Alyx identified the spans instantly. From there, we clicked into a trace and asked:
“Why didn’t this return reasoning?”

Alyx traced the failure to a specific guideline, pointed to the exact decision path, and surfaced the root cause. No guesswork. No spelunking. We knew exactly what to fix.

Why This Matters

If you’re an AI PM or AI engineer, the hardest part of your job isn’t writing prompts, it’s everything around them.

Managing context across long-running sessions. Turning vague failures into reproducible test cases. Figuring out why an agent broke after a seemingly harmless prompt change. Manually setting up experiments just to compare two prompt variants. Stitching together traces, annotations, evals, and metrics across half a dozen tools.

These workflows are fragmented, manual, and slow and they don’t scale as systems become more agentic.

Alyx changes the unit of work.

Instead of operating at the level of prompts, traces, or individual evaluations, Alyx operates across the entire AI engineering lifecycle. It can synthesize datasets from real failures, derive evaluations from failure patterns, optimize prompts against annotations, run and analyze experiments, annotate traces, compute metrics, and surface what actually matters – all in one continuous loop.

You’re no longer orchestrating tools. You’re delegating intent.

That’s what makes Alyx different. It’s not a loop, a chat interface, or a smarter playground. It’s an agent grounded in your Arize data that can plan and carry out multi-step AI engineering workflows, from diagnosis to execution, without you stitching everything together by hand.

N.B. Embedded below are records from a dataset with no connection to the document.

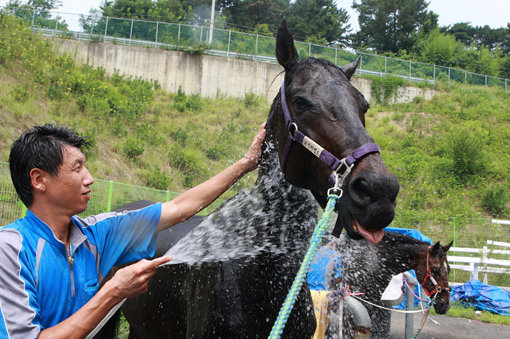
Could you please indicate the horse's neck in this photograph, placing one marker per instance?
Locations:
(402, 258)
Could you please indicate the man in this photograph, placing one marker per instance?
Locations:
(52, 262)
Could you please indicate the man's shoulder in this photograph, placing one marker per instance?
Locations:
(13, 231)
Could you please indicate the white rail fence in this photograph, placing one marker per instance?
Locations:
(481, 260)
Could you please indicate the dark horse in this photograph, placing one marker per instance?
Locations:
(369, 268)
(263, 234)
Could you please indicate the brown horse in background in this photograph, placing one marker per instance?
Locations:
(264, 233)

The response from our customers has been explosive. And honestly, building Alyx has surprised us too. There have been multiple moments where it accomplished things we didn’t explicitly design for. That’s the fun – and the challenge – of building true agents.

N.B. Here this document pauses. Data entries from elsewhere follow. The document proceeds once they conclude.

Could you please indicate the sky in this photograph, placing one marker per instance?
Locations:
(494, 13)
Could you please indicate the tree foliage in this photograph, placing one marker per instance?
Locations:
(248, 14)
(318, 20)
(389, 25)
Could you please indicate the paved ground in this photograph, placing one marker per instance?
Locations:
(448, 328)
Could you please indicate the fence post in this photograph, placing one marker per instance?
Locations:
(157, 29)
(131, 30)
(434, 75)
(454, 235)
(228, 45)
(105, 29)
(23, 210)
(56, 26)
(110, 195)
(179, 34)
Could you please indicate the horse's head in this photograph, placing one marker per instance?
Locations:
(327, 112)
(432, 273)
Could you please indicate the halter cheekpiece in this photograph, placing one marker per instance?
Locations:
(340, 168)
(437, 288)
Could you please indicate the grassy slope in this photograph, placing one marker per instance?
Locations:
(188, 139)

The Hard Parts No One Talks About

Building something this good is genuinely difficult. Some lessons learned:

Context management is brutal. Message buses, UI state, context window bloat. Keeping everything coherent without losing critical information is an ongoing challenge.

Testing an agent to prevent regressions is unsolved. How do you make sure prompt or architecture changes don’t break previous workflows when the system is adaptive by design? We’ve had to build custom evaluation frameworks just for Alyx itself.

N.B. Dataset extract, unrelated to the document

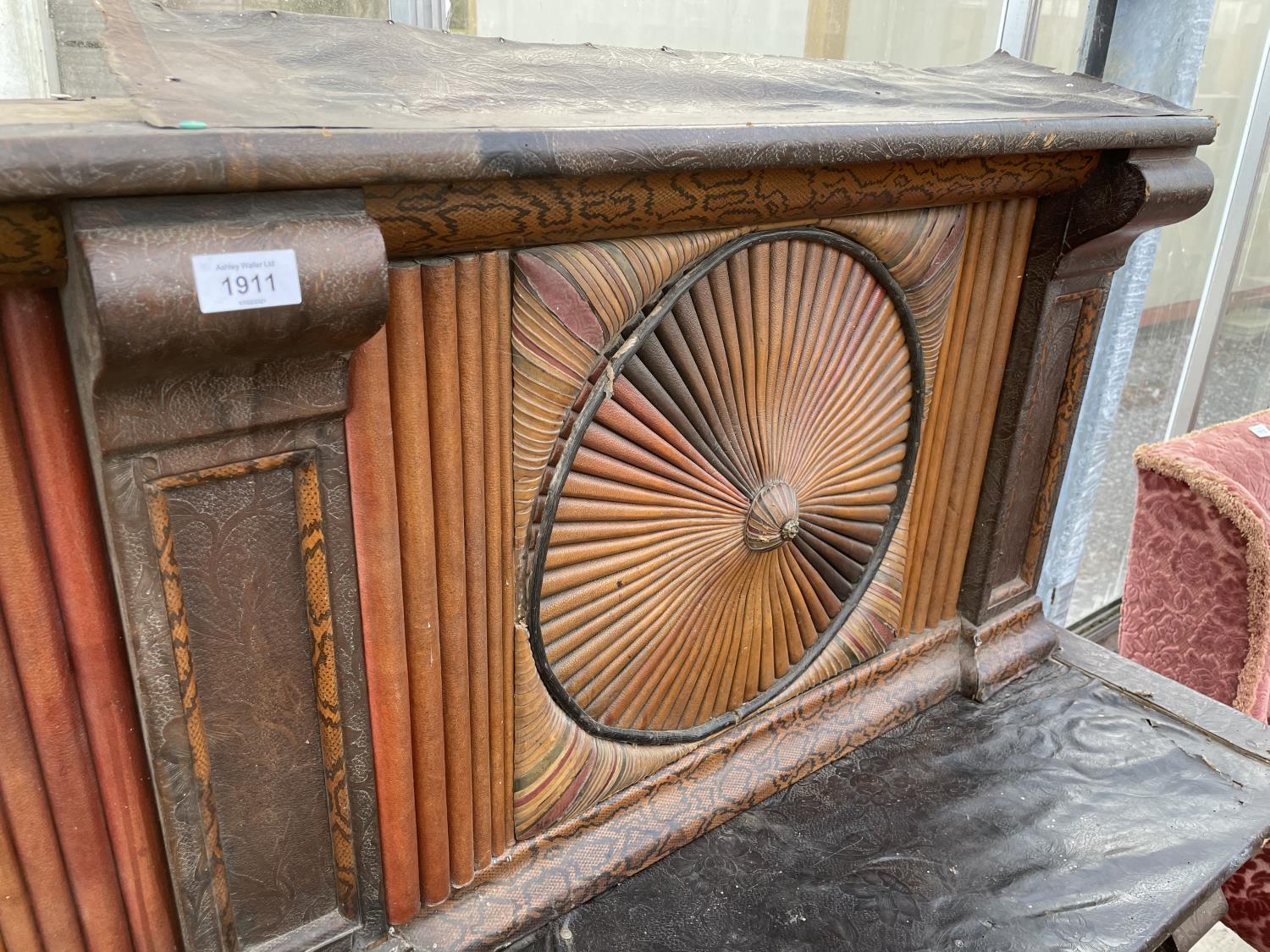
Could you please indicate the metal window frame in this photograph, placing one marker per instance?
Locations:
(1234, 228)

UI integration is harder than you think. Programmatic actions versus sub-agents, splitting tools smartly so they’re small and reusable. Every decision compounds.

Alyx isn’t perfect. But it delivers real value. And we’re learning constantly.

What’s Next

This is just the beginning. We’re doubling down on capability and on making Alyx fit naturally into how you already work, including using Alyx directly inside tools like Claude Code and Cursor. Not forcing you into a new workflow.

Longer term, our vision is for Alyx to become a true partner for AI PMs and engineers. One that can reason, plan, and act across your entire AI lifecycle in Arize AX. Cursor for AI engineering.

We’ve been using Arize AX and Alyx to build Alyx. Those lessons are shaping where this goes next.